You are viewing a plain text version of this content. The canonical link for it is here.
Posted to common-user@hadoop.apache.org by Mark <st...@gmail.com> on 2010/08/20 03:47:56 UTC

InputSplit and RecordReader

  From what I understand the InputSplit is a byte slice of a particular 
file which is then handed off to an individual mapper for processing. Is 
the size of the InputSplit equal to the hadoop block ie 64/128mb?
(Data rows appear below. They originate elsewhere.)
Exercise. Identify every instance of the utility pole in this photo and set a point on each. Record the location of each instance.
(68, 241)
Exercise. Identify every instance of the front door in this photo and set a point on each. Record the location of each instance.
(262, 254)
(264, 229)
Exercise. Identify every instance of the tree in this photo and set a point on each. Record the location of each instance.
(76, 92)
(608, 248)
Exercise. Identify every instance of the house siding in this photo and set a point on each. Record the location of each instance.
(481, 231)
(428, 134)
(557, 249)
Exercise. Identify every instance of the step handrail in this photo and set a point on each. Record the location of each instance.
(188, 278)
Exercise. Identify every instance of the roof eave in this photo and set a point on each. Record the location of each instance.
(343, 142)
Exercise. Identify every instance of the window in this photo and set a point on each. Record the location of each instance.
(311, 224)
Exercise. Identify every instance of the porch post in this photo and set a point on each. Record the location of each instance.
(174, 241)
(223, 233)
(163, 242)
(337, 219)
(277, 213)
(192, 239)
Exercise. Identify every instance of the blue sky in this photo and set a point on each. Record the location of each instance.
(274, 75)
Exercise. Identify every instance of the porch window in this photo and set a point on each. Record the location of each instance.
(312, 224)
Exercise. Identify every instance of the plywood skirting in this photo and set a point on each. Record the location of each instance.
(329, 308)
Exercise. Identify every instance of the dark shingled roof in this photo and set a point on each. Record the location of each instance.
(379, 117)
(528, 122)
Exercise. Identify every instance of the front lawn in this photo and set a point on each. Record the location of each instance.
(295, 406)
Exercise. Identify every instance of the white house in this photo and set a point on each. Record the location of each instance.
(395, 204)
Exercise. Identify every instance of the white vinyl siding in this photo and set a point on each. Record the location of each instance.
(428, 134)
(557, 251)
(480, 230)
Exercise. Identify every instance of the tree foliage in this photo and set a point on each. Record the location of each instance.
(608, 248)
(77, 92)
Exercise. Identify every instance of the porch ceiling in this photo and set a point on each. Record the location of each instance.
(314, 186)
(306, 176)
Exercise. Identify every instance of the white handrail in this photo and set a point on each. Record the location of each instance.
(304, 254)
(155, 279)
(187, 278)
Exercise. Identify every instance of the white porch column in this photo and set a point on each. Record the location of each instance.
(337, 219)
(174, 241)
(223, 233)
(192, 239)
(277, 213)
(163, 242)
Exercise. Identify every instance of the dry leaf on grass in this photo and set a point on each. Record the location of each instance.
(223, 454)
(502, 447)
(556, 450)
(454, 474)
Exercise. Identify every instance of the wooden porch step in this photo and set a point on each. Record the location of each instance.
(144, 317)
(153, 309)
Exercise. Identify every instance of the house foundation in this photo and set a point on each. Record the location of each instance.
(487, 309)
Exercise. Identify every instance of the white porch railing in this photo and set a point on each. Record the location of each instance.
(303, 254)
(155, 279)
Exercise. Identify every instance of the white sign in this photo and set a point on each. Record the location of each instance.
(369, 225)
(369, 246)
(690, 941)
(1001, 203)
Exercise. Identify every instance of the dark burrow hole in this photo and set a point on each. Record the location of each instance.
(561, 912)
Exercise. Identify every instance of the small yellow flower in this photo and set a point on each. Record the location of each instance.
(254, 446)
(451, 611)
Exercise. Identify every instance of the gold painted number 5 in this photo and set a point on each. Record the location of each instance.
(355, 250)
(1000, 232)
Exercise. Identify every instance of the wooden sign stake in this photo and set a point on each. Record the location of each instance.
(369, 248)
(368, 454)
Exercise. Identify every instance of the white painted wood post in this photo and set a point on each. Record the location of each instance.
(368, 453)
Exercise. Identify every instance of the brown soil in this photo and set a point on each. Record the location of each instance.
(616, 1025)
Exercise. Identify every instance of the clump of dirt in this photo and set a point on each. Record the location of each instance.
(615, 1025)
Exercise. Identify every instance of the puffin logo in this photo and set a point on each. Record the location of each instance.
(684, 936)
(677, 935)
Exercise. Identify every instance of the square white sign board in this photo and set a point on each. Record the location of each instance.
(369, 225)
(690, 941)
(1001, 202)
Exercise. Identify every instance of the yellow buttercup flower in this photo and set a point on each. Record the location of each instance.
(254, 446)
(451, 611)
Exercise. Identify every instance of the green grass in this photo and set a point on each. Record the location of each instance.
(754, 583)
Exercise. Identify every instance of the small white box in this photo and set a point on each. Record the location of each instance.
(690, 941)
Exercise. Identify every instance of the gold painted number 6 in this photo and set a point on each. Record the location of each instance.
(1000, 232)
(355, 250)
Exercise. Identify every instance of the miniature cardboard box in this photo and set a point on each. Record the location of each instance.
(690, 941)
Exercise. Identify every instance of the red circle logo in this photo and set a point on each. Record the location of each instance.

If 
not, what is the size.

Now the RecordReaders takes in bytes from the InputSplit and transforms 
that to a record-oriented structure suitable for use within a mapper.. 
ie key/value correct? Now the wiki says its the RecordReaders job is to 
respect record boundaries.. how is this accomplished? Say I have an 
InplutSplit which is 100kb in size and each record is approximately 30kb 
in size. What happens to the last 10kb in this example? I believe I read 
somewhere that it will read past that boundary but how is that possible 
if the RecordReader has only been presented with 100kb?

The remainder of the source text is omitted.